Staphylococcus aureus Sortase A Inhibitors Library
Staphylococcus aureus Sortase A Inhibitors Library
The ChemDiv Staphylococcus aureus Sortase A Inhibitors library is positioned as a robust chemogenomic resource for anti-staphylococcal drug discovery. It targets Sortase A, a validated anti-virulence target featuring intrinsically disordered regions, by leveraging the dynamic nature of the target.
Library Properties
- The library contains a total of 22,127 compounds.
- It features over 20,000 focused compounds.
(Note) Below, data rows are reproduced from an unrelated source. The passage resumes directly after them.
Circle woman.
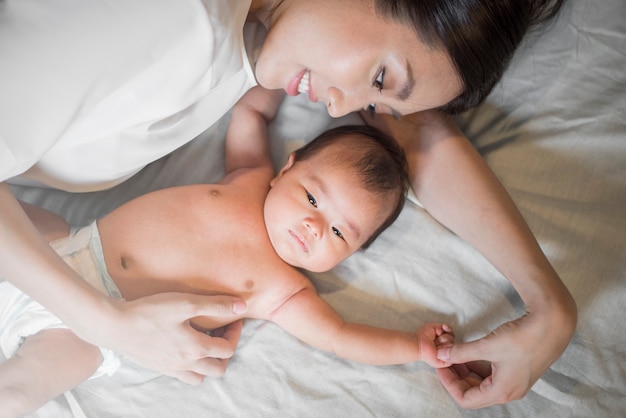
[0,0,576,408]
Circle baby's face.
[264,151,391,272]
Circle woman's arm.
[0,182,245,384]
[270,286,454,367]
[366,111,577,408]
[225,86,285,175]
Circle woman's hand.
[437,304,575,409]
[364,111,577,408]
[77,293,246,384]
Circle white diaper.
[0,222,120,378]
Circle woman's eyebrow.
[398,61,415,102]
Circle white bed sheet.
[6,0,626,418]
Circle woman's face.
[256,0,462,117]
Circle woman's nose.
[326,87,359,118]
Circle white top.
[0,0,256,191]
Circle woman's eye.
[333,226,346,241]
[364,67,385,117]
[306,192,317,207]
[373,68,385,92]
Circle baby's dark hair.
[294,125,408,249]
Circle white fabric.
[0,282,120,379]
[6,0,626,418]
[0,0,256,191]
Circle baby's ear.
[270,152,296,187]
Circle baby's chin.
[276,251,343,273]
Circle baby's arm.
[225,86,284,175]
[270,286,454,368]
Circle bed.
[6,0,626,418]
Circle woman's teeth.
[298,70,311,93]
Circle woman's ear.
[270,152,296,187]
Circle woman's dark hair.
[375,0,564,114]
[294,125,408,249]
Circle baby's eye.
[333,226,346,241]
[306,192,317,207]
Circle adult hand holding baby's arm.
[90,293,246,384]
[0,183,246,384]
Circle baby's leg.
[20,202,70,242]
[0,329,102,417]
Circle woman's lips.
[285,68,317,102]
[289,230,309,253]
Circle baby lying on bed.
[0,88,453,416]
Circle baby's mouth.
[298,70,311,94]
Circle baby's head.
[265,125,407,271]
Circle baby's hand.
[415,323,454,369]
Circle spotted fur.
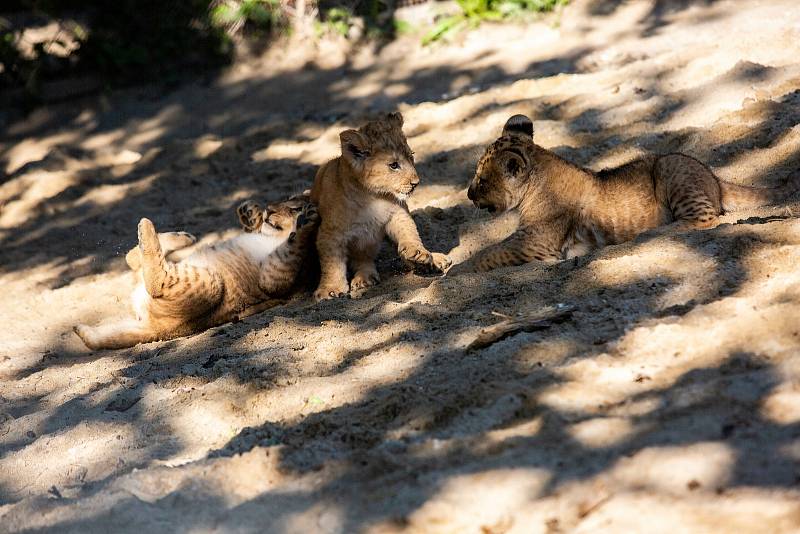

- It includes over 700 compounds with high predicted ligand efficiency (LE).
- The compounds within the library are MedChem compatible.
Compound Classification
The library is divided into four specific types:
| Type | Description | Compound Count |
|---|---|---|
| Long core | Centers of clusters with the best docking scores. | 7,860 |
| Long similar | Structures that belong to the same clusters as the "Long core". | 12,404 |
| High LE core | Centers of clusters with high ligand efficiency (LE) according to docking. | 744 |
| High LE similar | Structures belonging to the same clusters as the "High LE core". | 1,119 |
Methodology and Preparation Algorithm
- The library is the first practical output of ensemble-based virtual screening that moves beyond single-structure dogma.
- The methodology integrates previous advances, including the generation of 100 conformations via molecular dynamics (MD), the development of ensemble docking for peptidomimetics using MD-derived conformational ensembles, and the incorporation of explicit MD simulations into large-scale virtual screening.
- The library's preparation algorithm begins with ChemDiv stock, applies PAINS filters and ML filtering clustering, performs ensemble molecular docking of cluster centroids using AD-GPU, and concludes with cluster expansion.
Rational Design and Benefits
- The library is rationally designed based on ensemble docking scores and conformational coverage.
- Each compound is prioritized for its favourable binding free energy profile across the dominant SrtA conformers.
- This approach statistically enriches hit rates in biochemical assays.
- The design minimises conformation-dependent false negatives.
- The collection provides a mechanistically sound starting point for experimental validation.